Arts patron Agnes Gund of America has collected many of these works made by prisoners to use in her Agnes Gund’s Art For Justice Fund. She is attempting to help fund criminal justice reform organizations by obtaining the works so she can resell them to institutes such as Drawing Center, Aldrich Contemporary Art Museum and the New Museum. Some of contemporary arts big names, such as Ai Weiwei, Wolfgang Tillmans, Annie Morris, Carolina Mazzolari and Idris Kahn, have collaborated in creating these different forms of art.

Beginning in March 2020, Sotheby’s featured eight pieces from Fine Cell Work up for silent auction.

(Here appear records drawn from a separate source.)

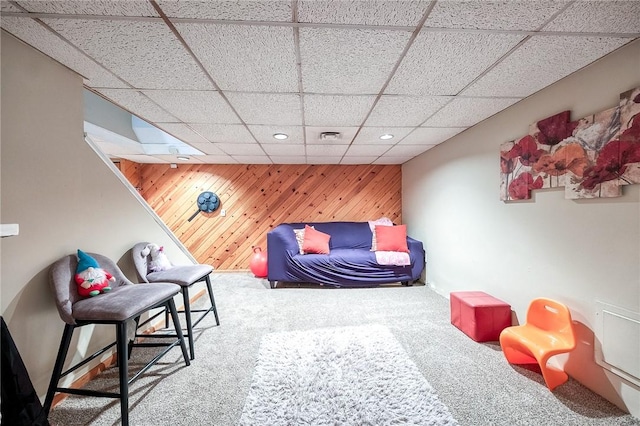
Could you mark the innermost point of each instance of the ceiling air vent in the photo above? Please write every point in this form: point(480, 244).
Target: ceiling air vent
point(329, 136)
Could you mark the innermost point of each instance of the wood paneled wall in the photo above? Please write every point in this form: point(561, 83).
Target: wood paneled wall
point(257, 198)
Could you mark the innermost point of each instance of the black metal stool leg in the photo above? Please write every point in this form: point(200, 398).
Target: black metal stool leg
point(213, 302)
point(187, 315)
point(57, 369)
point(123, 373)
point(176, 321)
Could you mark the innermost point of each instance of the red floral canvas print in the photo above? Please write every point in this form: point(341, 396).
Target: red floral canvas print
point(591, 157)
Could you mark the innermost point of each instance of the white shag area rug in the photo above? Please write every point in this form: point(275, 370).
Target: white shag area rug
point(339, 376)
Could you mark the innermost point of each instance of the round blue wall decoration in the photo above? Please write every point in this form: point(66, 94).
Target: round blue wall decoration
point(207, 202)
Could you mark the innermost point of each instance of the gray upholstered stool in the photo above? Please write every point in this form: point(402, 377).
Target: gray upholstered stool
point(126, 301)
point(183, 275)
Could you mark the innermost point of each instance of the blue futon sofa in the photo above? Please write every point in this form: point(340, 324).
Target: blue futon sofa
point(350, 263)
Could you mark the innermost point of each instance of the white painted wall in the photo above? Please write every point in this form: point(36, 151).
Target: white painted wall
point(577, 252)
point(63, 196)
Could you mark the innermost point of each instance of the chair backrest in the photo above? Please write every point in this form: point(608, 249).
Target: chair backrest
point(552, 316)
point(62, 280)
point(140, 261)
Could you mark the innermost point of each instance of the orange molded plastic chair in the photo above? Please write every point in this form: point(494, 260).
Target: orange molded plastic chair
point(547, 332)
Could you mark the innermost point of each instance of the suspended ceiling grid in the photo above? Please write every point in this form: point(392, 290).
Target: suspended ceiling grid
point(224, 76)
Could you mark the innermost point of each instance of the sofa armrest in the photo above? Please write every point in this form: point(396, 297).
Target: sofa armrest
point(281, 246)
point(416, 249)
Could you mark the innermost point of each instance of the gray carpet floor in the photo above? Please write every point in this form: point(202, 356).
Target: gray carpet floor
point(473, 379)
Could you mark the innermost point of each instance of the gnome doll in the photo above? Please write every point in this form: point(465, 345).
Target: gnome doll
point(90, 277)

The organization also helps place ex-prisoners with jobs upon release, through its Open the Gate program. Within the last year alone, they have provided experience, training and opportunities and helped to place 25 former prisoners with jobs.

“Fine Cell has helped me get through over twelve years behind a cell door,” said one of the prisoners in the program. “It’s given me a sense of purpose and taught me so many new skills. Showed me that I’m not worthless, not useless, that I can learn, I can be creative, I can make things of beauty that other people appreciate.”